Se è vero che – come lamentano i nostalgici – tutto è già stato fatto con le sette note del pentagramma, l’unica soluzione è la commistione di generi, preferibilmente distanti anni luce tra loro. Non sempre le ciambelle riescono con il buco, ma quando succede bisogna prestare attenzione e dedicare del tempo all’ascolto di un album, proprio – questo sì – come si faceva una volta.
I Russi Trna non sono propriamente nuovi, avendo già pubblicato tre album autoprodotti, ma arrivano oggi al debutto con una casa discografica e chissà se questa maggior esposizione riuscirà a incuriosire il pubblico. La loro proposta infatti è di quelle trasversali, che farebbero venire il mal di pancia a un purista ma allo stesso modo regalerebbero stupore a chi non ha i paraocchi. Blackened post-metal o blackgaze, insomma tipo Transilvanian Hunger mashuppato con Loveless.

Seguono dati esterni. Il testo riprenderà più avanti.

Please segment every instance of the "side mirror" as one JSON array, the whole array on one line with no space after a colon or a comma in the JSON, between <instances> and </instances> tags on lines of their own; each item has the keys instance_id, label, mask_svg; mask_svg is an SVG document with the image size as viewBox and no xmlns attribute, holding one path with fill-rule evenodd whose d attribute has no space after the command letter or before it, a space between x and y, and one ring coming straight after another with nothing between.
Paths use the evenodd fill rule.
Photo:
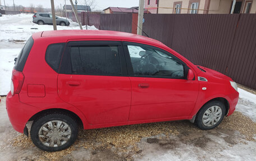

Istok è tutto questo ed anche di più: un biglietto da visita ineccepibile per una band che fa della ricerca sonora stratificata il punto di forza, lasciando l’ascoltatore meravigliato di fronte a questo muro di suono inaspettatamente multicolore. Se i Wiegedood sono il suono della lacerazione nera che parte dall’interno, i Trna preferiscono dipingere quadri sì d’impatto ma con pennelli (si prenda il termine con le pinze) pop, risultando allo stesso modo appetibili sia per il blackster sia per lo shoegazer, purché entrambi non abbiano paura di uscire dalla propria comfort zone.
Un brano (e un album) a modo suo strabiliante per una band da tenere assolutamente d’occhio.